Limitations & Future Work

  • Rule induction requires an auxiliary reasoning model (QwQ-32B), increasing training cost.
  • Rules are expressed in natural language, offering no formal guarantees of consistency or non-contradiction.
  • The two-round SFT training pipeline is relatively complex; simplification warrants investigation.
  • The dataset is predominantly Chinese; validation on English and multilingual settings is insufficient.
  • The rule repository lacks a continuous update mechanism, necessitating retraining when novel violation types emerge.

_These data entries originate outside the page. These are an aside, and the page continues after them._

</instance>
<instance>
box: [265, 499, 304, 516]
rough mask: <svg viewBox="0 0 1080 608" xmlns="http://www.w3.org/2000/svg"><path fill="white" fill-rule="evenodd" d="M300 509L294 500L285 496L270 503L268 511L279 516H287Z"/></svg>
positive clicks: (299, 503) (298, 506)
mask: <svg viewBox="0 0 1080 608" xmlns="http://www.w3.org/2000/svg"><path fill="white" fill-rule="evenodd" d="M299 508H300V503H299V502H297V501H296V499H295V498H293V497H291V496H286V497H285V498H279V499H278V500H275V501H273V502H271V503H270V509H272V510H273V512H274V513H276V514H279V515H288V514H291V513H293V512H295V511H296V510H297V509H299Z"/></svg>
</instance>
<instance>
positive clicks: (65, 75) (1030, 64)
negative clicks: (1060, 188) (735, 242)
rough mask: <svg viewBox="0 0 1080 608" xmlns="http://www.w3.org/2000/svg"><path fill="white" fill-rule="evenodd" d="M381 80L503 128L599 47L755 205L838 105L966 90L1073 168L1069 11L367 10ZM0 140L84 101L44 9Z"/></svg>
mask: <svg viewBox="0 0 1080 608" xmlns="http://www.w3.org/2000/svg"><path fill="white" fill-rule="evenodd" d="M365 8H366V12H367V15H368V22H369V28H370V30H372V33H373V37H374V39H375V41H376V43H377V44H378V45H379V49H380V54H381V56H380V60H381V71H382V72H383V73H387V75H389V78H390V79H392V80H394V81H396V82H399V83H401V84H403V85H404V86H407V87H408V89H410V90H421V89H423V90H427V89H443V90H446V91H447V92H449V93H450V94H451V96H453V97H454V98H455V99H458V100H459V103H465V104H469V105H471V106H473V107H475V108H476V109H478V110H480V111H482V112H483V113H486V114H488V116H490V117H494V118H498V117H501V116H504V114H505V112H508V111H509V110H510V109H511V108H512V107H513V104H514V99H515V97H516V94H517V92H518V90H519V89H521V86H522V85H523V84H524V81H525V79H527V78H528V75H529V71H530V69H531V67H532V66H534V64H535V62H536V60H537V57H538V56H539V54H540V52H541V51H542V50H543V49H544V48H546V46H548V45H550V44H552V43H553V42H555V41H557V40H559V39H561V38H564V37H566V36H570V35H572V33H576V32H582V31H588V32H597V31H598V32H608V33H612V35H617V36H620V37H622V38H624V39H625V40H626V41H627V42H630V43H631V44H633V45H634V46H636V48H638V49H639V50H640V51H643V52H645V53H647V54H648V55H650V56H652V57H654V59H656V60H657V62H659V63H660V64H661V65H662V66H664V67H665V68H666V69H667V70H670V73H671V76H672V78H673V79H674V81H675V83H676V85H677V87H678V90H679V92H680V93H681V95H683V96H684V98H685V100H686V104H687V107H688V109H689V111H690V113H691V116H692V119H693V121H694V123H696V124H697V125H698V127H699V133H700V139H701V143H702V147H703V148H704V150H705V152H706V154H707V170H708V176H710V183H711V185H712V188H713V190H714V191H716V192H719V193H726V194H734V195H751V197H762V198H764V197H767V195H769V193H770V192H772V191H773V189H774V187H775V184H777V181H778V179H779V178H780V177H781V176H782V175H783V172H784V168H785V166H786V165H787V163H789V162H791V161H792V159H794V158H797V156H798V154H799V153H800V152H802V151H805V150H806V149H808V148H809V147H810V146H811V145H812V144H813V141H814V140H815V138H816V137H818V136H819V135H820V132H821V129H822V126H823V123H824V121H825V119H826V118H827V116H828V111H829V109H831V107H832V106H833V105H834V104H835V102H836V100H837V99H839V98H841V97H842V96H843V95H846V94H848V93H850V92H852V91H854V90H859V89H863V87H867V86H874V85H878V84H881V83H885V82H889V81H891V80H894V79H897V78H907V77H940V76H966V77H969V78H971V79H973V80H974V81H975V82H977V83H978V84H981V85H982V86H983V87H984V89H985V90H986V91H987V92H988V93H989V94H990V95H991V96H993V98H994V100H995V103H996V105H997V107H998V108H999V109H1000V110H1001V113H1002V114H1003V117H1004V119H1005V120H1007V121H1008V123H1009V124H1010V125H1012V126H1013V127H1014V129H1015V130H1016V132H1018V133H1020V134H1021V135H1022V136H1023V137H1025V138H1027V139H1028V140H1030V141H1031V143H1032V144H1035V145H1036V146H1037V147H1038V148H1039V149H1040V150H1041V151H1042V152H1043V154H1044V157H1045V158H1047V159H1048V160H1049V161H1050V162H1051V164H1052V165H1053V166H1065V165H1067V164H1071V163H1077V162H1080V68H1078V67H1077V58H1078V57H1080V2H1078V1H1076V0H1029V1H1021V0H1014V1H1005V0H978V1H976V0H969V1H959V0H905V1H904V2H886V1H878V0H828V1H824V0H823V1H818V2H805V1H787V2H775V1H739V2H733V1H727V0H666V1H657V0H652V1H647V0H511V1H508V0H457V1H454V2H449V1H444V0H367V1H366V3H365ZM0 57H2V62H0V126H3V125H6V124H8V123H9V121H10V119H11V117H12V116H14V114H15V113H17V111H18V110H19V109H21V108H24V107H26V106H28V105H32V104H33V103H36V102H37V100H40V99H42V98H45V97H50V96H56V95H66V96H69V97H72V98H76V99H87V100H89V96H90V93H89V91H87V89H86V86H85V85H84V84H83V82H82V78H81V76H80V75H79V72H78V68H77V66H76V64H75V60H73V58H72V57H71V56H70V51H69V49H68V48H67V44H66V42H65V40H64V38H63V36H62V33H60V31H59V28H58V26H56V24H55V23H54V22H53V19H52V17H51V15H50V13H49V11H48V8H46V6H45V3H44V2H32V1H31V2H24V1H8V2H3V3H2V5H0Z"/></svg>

  • vs. CarO (2604.10504): A concurrent work from the same group. CarO reinforces analogical reasoning via DPO, while ChAIRO introduces explicit rule induction. ChAIRO places greater emphasis on interpretability.

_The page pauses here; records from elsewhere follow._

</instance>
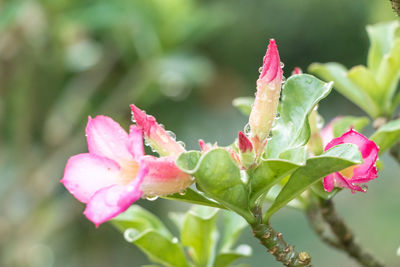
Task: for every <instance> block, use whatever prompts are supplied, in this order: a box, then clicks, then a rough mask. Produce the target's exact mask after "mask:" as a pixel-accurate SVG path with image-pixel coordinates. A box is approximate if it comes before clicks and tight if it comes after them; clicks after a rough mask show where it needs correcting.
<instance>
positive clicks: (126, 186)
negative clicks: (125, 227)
mask: <svg viewBox="0 0 400 267" xmlns="http://www.w3.org/2000/svg"><path fill="white" fill-rule="evenodd" d="M147 171H148V169H146V168H142V169H141V171H139V174H138V176H137V177H136V178H135V180H133V181H132V182H131V183H129V184H128V185H125V186H123V185H114V186H109V187H106V188H103V189H101V190H99V191H98V192H96V194H95V195H94V196H93V197H92V199H91V200H90V201H89V203H88V204H87V206H86V209H85V211H84V214H85V215H86V217H87V218H88V219H89V220H91V221H92V222H93V223H94V224H95V225H96V226H97V227H98V226H99V225H100V224H102V223H104V222H106V221H108V220H110V219H112V218H114V217H115V216H117V215H118V214H120V213H122V212H124V211H125V210H126V209H128V208H129V206H130V205H131V204H132V203H133V202H135V201H137V200H138V199H140V197H141V196H142V191H141V190H140V184H141V183H142V181H143V178H144V176H145V175H146V173H147Z"/></svg>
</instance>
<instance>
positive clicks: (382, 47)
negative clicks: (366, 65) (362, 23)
mask: <svg viewBox="0 0 400 267" xmlns="http://www.w3.org/2000/svg"><path fill="white" fill-rule="evenodd" d="M399 27H400V23H399V22H398V21H392V22H385V23H379V24H375V25H369V26H367V33H368V37H369V41H370V47H369V51H368V68H369V69H370V70H371V71H372V72H377V71H378V69H379V67H380V65H381V62H382V60H383V58H384V57H385V55H387V54H388V53H389V51H390V50H391V47H392V44H393V41H394V39H395V37H396V29H397V28H399Z"/></svg>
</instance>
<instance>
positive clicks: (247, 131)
mask: <svg viewBox="0 0 400 267" xmlns="http://www.w3.org/2000/svg"><path fill="white" fill-rule="evenodd" d="M243 131H244V134H245V135H247V136H248V135H249V134H250V132H251V128H250V124H248V123H247V124H246V125H245V126H244V128H243Z"/></svg>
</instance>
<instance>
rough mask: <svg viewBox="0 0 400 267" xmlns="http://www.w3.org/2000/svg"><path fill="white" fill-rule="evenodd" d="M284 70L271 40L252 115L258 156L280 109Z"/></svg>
mask: <svg viewBox="0 0 400 267" xmlns="http://www.w3.org/2000/svg"><path fill="white" fill-rule="evenodd" d="M282 74H283V71H282V68H281V60H280V58H279V53H278V49H277V47H276V44H275V40H274V39H271V40H270V43H269V45H268V49H267V53H266V54H265V56H264V61H263V67H262V71H261V73H260V77H259V78H258V80H257V93H256V99H255V101H254V105H253V108H252V110H251V113H250V118H249V124H250V130H251V140H252V143H253V145H254V148H255V150H256V151H257V154H259V153H260V152H261V151H262V149H263V148H264V145H265V141H266V138H267V137H268V134H269V132H270V130H271V128H272V124H273V122H274V119H275V114H276V111H277V108H278V103H279V97H280V92H281V85H282Z"/></svg>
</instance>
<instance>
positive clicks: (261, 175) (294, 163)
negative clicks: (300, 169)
mask: <svg viewBox="0 0 400 267" xmlns="http://www.w3.org/2000/svg"><path fill="white" fill-rule="evenodd" d="M299 166H300V165H297V164H295V163H293V162H290V161H287V160H274V159H270V160H263V161H262V162H261V163H260V164H259V165H258V167H257V168H256V169H254V170H249V177H250V178H249V180H250V184H251V187H250V188H251V194H250V203H251V204H253V203H255V202H256V201H257V199H258V198H259V197H260V196H262V195H263V194H264V193H266V192H268V190H269V189H271V187H272V186H274V185H275V184H277V183H278V182H279V181H280V180H282V179H283V178H284V177H286V176H288V175H289V174H291V173H292V172H294V171H295V170H296V169H297V168H298V167H299Z"/></svg>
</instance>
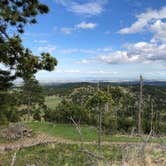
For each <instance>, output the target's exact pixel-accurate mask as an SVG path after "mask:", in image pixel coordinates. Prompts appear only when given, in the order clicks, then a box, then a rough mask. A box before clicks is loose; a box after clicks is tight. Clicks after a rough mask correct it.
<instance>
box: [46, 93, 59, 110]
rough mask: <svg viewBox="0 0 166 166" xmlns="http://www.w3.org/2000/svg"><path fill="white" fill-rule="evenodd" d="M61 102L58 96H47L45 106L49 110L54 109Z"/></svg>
mask: <svg viewBox="0 0 166 166" xmlns="http://www.w3.org/2000/svg"><path fill="white" fill-rule="evenodd" d="M61 101H62V99H61V98H60V97H58V96H55V95H54V96H47V97H46V101H45V104H46V105H47V106H48V107H49V108H51V109H54V108H56V107H57V106H58V104H59V103H60V102H61Z"/></svg>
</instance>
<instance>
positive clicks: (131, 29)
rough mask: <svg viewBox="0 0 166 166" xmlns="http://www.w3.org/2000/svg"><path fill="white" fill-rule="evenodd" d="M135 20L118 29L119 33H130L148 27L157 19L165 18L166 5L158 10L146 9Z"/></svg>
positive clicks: (139, 30)
mask: <svg viewBox="0 0 166 166" xmlns="http://www.w3.org/2000/svg"><path fill="white" fill-rule="evenodd" d="M136 18H137V20H136V22H134V23H133V24H132V25H131V26H130V27H127V28H123V29H121V30H120V31H119V33H120V34H132V33H138V32H141V31H144V30H146V29H149V27H150V26H151V25H152V24H155V23H156V22H157V21H158V20H160V21H161V19H165V18H166V6H165V7H163V8H161V9H160V10H147V11H146V12H145V13H142V14H139V15H137V16H136Z"/></svg>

  • vs. Rule-based Moderation: Traditional rules are manually defined coarse-grained criteria, whereas ChAIRO's rules are fine-grained, context-sensitive rules automatically induced from analogical cases.
  • vs. Kumar et al. (2024): Also explores LLM-based rule discovery but relies on single-instance context; ChAIRO provides a richer inductive basis through analogical cases.

Rating

  • Novelty: ⭐⭐⭐⭐ The three-stage hierarchical framework is well-conceived, though it is closely related to CarO.
  • Experimental Thoroughness: ⭐⭐⭐⭐ Multi-dimensional ablations, human evaluation, and cross-model generalization testing.
  • Writing Quality: ⭐⭐⭐⭐ Clear structure with well-designed RQ-driven experimental layout.
  • Value: ⭐⭐⭐⭐ Explicit rule induction holds practical value for interpretable content moderation.